Tutti questi atteggiamenti a rischio sono ricollegabili per lo più a situazioni di distrazione, imprevedibilità, eccesso di self-confidence, eccesso di ottimismo nelle situazioni della vita, eccesso di buona fede negli atteggiamenti corretti degli altri, oppure semplicemente a una generale sottovalutazione delle conseguenze di determinate azioni.
Anche al di fuori dell'ambiente universitario -ad esempio in ambito di utilizzo personale o aziendale di una rete informatica- spesso le cose non cambiano, ed oltre ad atteggiamenti simili a quelli sopra riportati se ne possono aggiungere altri comunque "classici": il post-it con la password attaccato sul monitor del PC; l'apertura di e-mail provenienti da sconosciuti e recanti attachment "sospetti" (i classici file ".exe", ma non solo...); il computer lasciato acceso e incustodito; la scelta di password banali (es. username: nome; password: cognome) o troppo corte; l'installazione di programmi contenenti algoritmi in grado di violare la privacy (i cosiddetti "spyware") inviando a insaputa dell'utente suoi dati personali ad altri computer collegati alla rete; la navigazione nel web senza particolari precauzioni e senza preoccuparsi di verificare la provenienza di eventuali software richiesti dal browser.
All'interno di un ambiente aziendale si può cercare di ovviare a molti di questi comportamenti mediante l'adozione di una policy relativa alla sicurezza, al cui rispetto siano tenuti tutti gli utenti del sistema informativo: l'utilizzo programmato di firewall; la realizzazione di frequenti copie di backup dei dati; l'aggiornamento dei sistemi tramite i file di correzione resi disponibili dalle software house (le cosidette "security patch") in seguito alla scoperta di particolari vulnerabilità sul piano della sicurezza. Ma anche regole relative alle password: lunghezza minima, forma (possibilmente un giusto mix di lettere, numeri, simboli) e contenuto (non banale), custodia sicura, data di scadenza (la quale implica un obbligo di cambiamento delle password nel tempo).

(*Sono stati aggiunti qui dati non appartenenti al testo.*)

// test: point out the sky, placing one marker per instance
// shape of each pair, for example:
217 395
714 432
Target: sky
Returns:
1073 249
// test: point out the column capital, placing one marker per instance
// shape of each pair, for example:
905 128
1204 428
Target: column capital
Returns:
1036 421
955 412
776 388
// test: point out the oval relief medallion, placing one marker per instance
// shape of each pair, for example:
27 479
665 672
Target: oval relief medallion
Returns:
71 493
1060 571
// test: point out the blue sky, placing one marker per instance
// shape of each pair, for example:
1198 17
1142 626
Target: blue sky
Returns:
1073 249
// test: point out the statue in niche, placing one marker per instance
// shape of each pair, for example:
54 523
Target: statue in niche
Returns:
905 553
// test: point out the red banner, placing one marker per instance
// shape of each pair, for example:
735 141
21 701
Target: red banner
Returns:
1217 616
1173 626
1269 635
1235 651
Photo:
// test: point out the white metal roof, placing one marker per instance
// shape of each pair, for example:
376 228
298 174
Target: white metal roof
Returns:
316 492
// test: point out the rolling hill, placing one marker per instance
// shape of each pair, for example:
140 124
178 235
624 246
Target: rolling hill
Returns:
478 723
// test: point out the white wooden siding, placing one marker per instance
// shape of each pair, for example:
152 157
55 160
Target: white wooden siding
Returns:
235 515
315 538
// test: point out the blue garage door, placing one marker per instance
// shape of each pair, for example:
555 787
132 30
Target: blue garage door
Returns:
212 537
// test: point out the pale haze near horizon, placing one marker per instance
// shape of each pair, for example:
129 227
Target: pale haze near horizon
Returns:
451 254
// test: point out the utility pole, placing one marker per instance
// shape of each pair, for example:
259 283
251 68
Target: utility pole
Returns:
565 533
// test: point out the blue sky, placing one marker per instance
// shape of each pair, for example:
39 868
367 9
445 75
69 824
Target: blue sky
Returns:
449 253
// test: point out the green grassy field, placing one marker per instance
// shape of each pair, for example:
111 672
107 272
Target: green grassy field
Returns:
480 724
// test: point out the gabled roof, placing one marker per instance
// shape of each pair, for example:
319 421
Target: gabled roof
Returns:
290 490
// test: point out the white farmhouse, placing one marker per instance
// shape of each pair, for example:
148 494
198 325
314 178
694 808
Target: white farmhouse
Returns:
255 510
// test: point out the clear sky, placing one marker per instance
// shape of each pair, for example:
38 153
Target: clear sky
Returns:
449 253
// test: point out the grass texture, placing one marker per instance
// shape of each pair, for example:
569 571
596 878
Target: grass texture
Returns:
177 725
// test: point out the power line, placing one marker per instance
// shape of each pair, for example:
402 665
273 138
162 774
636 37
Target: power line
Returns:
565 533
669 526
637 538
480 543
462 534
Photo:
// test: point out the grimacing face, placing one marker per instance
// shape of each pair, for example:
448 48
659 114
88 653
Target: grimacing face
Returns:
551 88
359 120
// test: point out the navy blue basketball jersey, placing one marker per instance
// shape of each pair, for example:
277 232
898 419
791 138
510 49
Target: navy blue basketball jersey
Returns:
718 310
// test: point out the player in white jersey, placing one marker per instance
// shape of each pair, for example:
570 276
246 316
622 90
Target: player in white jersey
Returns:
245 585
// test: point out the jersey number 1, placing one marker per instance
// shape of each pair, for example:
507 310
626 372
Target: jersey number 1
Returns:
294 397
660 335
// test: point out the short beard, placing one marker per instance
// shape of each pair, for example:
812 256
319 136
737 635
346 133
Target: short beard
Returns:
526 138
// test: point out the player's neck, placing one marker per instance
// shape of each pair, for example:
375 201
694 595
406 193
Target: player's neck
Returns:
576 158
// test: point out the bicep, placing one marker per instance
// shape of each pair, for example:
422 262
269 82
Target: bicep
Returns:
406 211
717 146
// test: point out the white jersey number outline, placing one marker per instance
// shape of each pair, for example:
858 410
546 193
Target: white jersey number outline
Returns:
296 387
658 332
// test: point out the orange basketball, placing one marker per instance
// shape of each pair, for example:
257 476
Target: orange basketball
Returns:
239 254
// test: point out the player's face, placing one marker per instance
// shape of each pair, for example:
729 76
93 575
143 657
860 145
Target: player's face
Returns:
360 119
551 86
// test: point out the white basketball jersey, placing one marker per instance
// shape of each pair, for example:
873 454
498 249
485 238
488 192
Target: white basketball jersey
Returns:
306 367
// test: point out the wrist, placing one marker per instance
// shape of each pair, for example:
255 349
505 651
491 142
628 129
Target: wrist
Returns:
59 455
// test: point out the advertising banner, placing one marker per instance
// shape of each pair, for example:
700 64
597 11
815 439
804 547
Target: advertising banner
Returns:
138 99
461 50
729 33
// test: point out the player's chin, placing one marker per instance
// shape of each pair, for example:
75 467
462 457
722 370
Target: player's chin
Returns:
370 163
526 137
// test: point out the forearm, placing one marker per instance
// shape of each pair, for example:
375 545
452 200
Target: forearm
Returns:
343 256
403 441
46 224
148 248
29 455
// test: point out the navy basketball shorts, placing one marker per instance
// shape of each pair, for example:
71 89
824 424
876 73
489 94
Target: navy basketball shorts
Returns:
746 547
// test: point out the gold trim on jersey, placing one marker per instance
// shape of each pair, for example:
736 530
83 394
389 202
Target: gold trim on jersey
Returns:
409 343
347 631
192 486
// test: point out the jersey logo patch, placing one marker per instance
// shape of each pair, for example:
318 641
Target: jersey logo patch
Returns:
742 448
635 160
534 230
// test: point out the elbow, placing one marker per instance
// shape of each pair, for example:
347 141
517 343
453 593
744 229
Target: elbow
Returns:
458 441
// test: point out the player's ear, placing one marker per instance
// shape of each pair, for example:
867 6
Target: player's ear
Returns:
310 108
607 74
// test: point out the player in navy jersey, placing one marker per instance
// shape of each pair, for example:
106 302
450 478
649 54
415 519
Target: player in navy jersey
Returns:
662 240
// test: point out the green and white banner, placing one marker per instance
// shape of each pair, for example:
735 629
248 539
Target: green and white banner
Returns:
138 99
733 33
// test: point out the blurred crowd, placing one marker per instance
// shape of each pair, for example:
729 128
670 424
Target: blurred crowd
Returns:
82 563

A livello aziendale la definizione di una security policy non può tuttavia prescindere dalla diffusione di una "cultura della sicurezza", tramite processi di comunicazione interna e trasparenza supportati da adeguate campagne di sensibilizzazione e formazione. Tali processi potrebbero peraltro essere messi in pratica anche da parte di scuole e università nei confronti dei propri studenti, che prima ancora di imparare a utilizzare un programma di videoscrittura, un browser o un foglio di calcolo potrebbero in questo modo essere in grado di prevenire comportamenti a rischio; nelle scuole di oggi, e nelle aziende di domani.